Ich finde schon, denn sogar die Schiedsrichter selber wollen die Technik. Man kann gar nicht alles sehen. Die Schiedsrichter müssten immer den richtigen Standpunkt zum Geschehen haben – was bei der hohen Geschwindigkeit des Spiels schlicht unmöglich ist. Ich bin ein großer Fan der Torlinientechnik.
Im Eröffnungsspiel von Brasilien gegen Kroatien hat der Schiedsrichter bei der Situation gegen Fred auf Elfmeter entschieden, obwohl es eindeutig keiner war. Er hatte eine klare Sicht auf das Spielgeschehen. Da wäre ein Videobeweis für den Schiri von Vorteil, oder?

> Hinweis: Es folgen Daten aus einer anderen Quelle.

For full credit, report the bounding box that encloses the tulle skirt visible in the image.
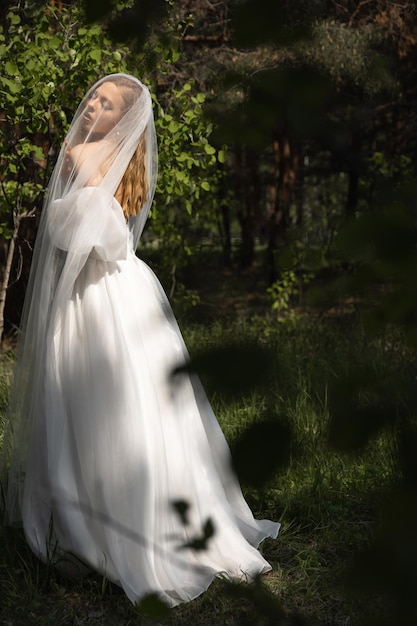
[22,251,279,606]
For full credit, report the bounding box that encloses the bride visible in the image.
[5,74,279,606]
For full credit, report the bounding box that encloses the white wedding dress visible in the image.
[22,187,279,606]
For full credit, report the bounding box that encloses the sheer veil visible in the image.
[1,74,157,523]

Wir fangen mit der Torlinientechnik an, wo hören wir auf? Aus meiner Sicht wäre der Videobeweis nicht gut, da das Fußballspiel aus der Dynamik lebt. Der Videobeweis würde das Spiel unterbrechen und damit die ganze Dynamik herausnehmen. Manche Situationen sind einfach nicht zu sehen. Das heißt jedoch nicht, dass man die Leistung von Schiedsrichtern nicht durch Training in der Schiedsrichterausbildung verbessern kann. Bei der Situation mit Fred spielt uns die Wahrnehmung einen Streich. Wir denken, dass da eine Berührung stattgefunden haben muss, weil der Spieler zu Boden geht.

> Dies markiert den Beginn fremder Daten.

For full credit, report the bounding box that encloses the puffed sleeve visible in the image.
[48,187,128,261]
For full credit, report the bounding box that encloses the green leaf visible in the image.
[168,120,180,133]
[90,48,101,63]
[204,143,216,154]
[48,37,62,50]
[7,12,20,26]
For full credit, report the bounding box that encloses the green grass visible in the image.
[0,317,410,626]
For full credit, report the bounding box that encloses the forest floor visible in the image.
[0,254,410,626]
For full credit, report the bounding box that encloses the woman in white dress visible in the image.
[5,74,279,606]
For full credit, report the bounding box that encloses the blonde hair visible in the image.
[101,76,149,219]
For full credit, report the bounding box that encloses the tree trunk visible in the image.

Beim Sieg der Holländer im Achtelfinale gegen Mexiko ist Robben im Strafraum mehrfach gefallen. Ein eindeutiges Foul wurde nicht anerkannt. Der anerkannte Elfmeter war aber kein Foulspiel. Die Schiedsrichter kennen doch die Regeln. Wieso dann die vielen Fehler gerade auch bei der laufenden WM?

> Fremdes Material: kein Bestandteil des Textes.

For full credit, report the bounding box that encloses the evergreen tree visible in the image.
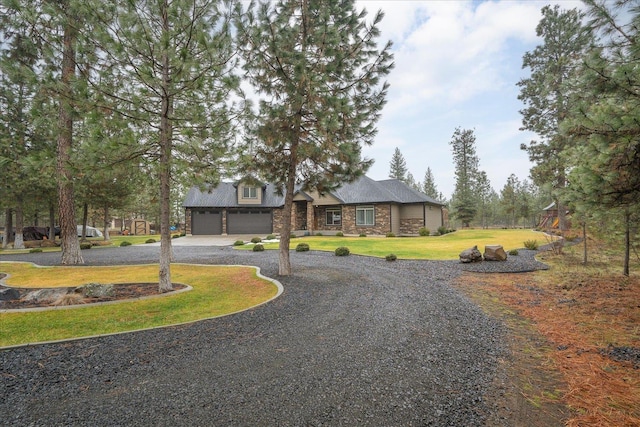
[422,167,442,201]
[95,0,238,292]
[449,127,479,227]
[389,147,408,181]
[237,0,393,275]
[518,5,593,230]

Wenn die Schiedsrichter die ideale Perspektive haben, dann sind die Entscheidungen meistens auch korrekt. Unsere Wahrnehmung wird jedoch auch von Erwartungen beeinflusst. Bei Robben ist es zum Beispiel bekannt, dass er gerne fällt. Also erwartet der Schiedsrichter das auch und gibt nicht so schnell einen Elfmeter, wie bei einem Spieler, der nicht so häufig fällt. Die Erwartungen spielen also dabei eine große Rolle.
Kann man die Wahrnehmung schulen?
Die Schiedsrichter trainieren die Wahrnehmung. Unsere Forschungsergebnisse haben jedoch auch gezeigt, dass sich Schiedsrichter sehr sicher sind, dass ihre Entscheidungen korrekt sind – auch wenn sie offensichtlich falsch sind. Ich glaube von daher nicht, dass man das wirklich schulen kann, da die wirklich schwierigen Situationen immer die unerwarteten sind. Beim Phantomtor in Hoffenheim von Stefan Kießling in der vergangenen Bundesliga-Saison ist das Unerwartete in den Vordergrund gerückt. Niemand hat damit gerechnet, dass der Ball vom Außennetz durch ein Loch ins Tor gehen kann. Deswegen wird das Unerwartete wird immer ein Problem sein für die Wahrnehmung.
Aber Kießling hat ja gesehen, dass der Ball am Tor vorbeiging. Das ist auch in jeder Zeitlupe zu sehen. Woran liegt es, dass dann trotzdem alle glauben, der Ball sei im Tor gewesen?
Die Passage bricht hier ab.